What those at the gossip corridors said was an unusually large body of armed men of the Murule militia, a few bearing rocket propelled grenade (RPG) weapons, crossed the Ethiopian border with South Sudan in the early morning of April 15, 2016, and attacked 10 weredas of the Gaajaak Nuer, killing close to 221 people, and abducting over 100 children. On their way back to South Sudan with the abducted children and large herd of cattle, they had met resistance not from the Ethiopian army but Cie-Nyajaani, a subsection of the Nuer community. No less than 50 of the Murule were killed during the shoot out. Nonetheless, the indignation provoked in the capital, Addis Abeba, took a couple of days to hit home before people felt mortified, gossip observed.

Yet, the collective feeling of national dishonour is partly less informed by history. It was not the first time this happened, nor will this be the last.

On the Ethiopian New Year of 1989, a large contingent of militiamen from the Murule community, under the command of the SPLA, rampaged the small town of Pinyudo, following a dispute over market closure with the local population of the Anywaa community. No less than 100 people from Anywaa were killed in just one day. Addis Abeba remained quiet and its authorities, under the Derg regime, decided not to take action and punish the culprits. Six days later, the Murule came back with more zeal to loot shops, and killed many shopkeepers. The authorities at the central government disarmed the Aynwaa community, blaming them for instigating the conflict in the first place, gossip recalled.

For a community that had to endure the carnage by a mercenary army under the command of the Syrian Majid Aboud, hired by Addis Abeba in 1916 to subdue them for submission, what the Derg did was taken as another act of betrayal.

Not many raids of this magnitude have taken place for over a decade now, although occasional raids by different communities in the pastoralist areas of the country, bordering neighbouring countries, are all too common. The attack last week, however, was bigger in size and the deployment of weapons more sophisticated. The administration is now trying to determine whether foreign powers bent on destabilizing Ethiopia may have had a hand in it, claims gossip.
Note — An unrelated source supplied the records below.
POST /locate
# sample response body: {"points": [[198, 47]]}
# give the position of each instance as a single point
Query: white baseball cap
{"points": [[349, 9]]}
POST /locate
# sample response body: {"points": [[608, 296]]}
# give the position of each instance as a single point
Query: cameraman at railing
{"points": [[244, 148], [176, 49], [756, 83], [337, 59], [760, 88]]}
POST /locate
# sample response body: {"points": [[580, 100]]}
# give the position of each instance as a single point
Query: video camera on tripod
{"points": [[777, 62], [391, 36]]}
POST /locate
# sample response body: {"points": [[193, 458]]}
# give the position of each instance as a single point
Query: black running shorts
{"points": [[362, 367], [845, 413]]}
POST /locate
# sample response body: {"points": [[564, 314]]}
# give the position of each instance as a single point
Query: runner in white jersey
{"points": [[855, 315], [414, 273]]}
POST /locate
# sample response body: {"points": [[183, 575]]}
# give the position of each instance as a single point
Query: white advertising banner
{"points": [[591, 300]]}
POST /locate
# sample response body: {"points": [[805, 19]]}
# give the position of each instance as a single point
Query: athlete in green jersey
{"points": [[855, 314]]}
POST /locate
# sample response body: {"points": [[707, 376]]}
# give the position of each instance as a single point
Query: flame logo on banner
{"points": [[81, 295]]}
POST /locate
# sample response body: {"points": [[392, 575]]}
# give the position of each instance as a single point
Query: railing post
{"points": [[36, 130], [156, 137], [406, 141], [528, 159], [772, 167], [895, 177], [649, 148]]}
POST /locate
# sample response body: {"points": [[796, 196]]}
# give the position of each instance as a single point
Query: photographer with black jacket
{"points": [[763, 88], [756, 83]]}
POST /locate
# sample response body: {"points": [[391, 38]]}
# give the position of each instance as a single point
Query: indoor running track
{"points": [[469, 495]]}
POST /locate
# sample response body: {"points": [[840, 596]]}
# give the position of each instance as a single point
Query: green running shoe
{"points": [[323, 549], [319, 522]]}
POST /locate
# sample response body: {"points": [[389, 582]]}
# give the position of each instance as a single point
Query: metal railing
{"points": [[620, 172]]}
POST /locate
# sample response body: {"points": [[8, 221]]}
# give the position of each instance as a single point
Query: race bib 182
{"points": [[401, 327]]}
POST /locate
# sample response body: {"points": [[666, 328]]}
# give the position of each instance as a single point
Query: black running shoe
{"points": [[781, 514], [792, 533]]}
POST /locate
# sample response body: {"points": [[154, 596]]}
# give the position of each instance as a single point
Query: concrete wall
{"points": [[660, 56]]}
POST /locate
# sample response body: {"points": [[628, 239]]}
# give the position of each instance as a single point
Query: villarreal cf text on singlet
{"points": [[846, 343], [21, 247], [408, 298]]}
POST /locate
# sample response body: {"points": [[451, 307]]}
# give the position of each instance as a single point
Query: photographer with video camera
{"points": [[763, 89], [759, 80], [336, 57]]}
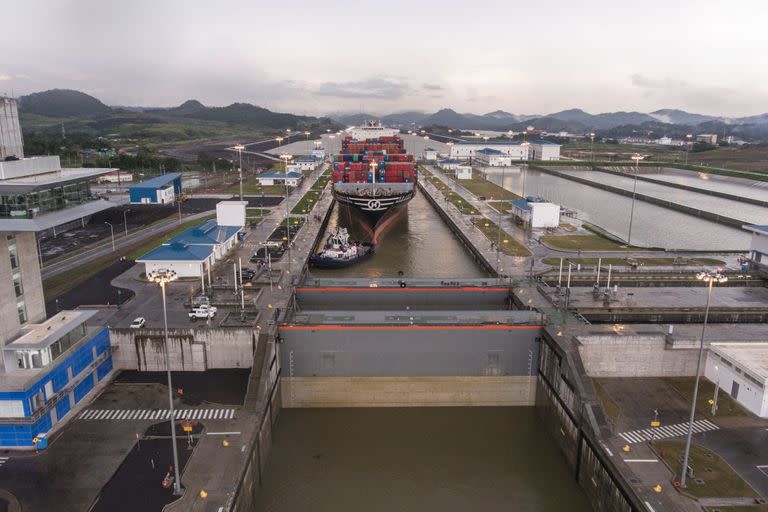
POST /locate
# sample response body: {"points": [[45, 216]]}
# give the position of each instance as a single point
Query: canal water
{"points": [[417, 243], [749, 213], [730, 185], [416, 459], [653, 226]]}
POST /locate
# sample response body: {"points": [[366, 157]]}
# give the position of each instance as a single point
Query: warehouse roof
{"points": [[157, 181], [522, 204], [207, 233], [178, 251], [280, 175]]}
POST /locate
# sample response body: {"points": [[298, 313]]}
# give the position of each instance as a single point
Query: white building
{"points": [[464, 172], [291, 178], [544, 150], [536, 213], [10, 132], [462, 150], [492, 158], [741, 370], [758, 247]]}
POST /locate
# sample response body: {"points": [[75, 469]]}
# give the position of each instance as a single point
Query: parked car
{"points": [[138, 323], [203, 312]]}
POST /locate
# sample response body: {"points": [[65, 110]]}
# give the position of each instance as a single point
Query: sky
{"points": [[388, 56]]}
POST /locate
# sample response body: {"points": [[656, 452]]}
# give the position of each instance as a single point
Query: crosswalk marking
{"points": [[155, 414], [676, 430]]}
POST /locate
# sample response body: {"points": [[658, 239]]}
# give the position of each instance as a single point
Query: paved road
{"points": [[152, 231]]}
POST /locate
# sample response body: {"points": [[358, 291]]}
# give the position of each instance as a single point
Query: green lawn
{"points": [[492, 232], [726, 406], [583, 243], [453, 198], [721, 481], [481, 187], [611, 409], [641, 261]]}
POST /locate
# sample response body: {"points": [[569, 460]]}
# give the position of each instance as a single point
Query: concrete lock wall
{"points": [[189, 349], [408, 366], [635, 356]]}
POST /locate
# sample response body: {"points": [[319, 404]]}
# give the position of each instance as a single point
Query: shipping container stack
{"points": [[393, 164]]}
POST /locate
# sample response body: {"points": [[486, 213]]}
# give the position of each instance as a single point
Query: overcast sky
{"points": [[383, 56]]}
It appears that it is difficult to point fingers at anyone right away for the area where the Murule mounted their attacks, Jonglei State, is under the control of a local “warlord” who had signed a deal with the troubled government in Juba, not to attack each other. Neither is the embattled rebel leader in South Sudan, Riek Machar, in control of the area where the Murule are populated. Machar is stuck in Gambella, waiting to enter into Juba. Having agreed to serve as First Vice President of South Sudan, he will have a bizarre entry to Juba that is neither triumphant nor humiliated for a rebel leader to be escorted by 195 soldiers armed with 20 PKMs [PK machine guns] and 20 RPGs, gossip disclosed.

Hailemariam’s critics may say he is not assertive in exercising power or he is a politician who rather wants to lead by consensus, but his moral upstanding when it comes to the welfare of children is evident in this case, claims gossip. Despite his administration’s belated sensitivities to the importance of paying homage to domestic politics – Parliament declared two days of national mourning – the Prime Minister was resolute when ordering the national defense forces to go after the militias and get the kids back, gossip disclosed.

It may also compensate for the political mistake his administration committed in disarming, a few months ago, the region’s special force, which could have responded to the assault last week, claims gossip. That the army was not able to reach the place of carnage in time, which infuriated many here, may also be absolved by its possible success in rescuing the children, claims gossip.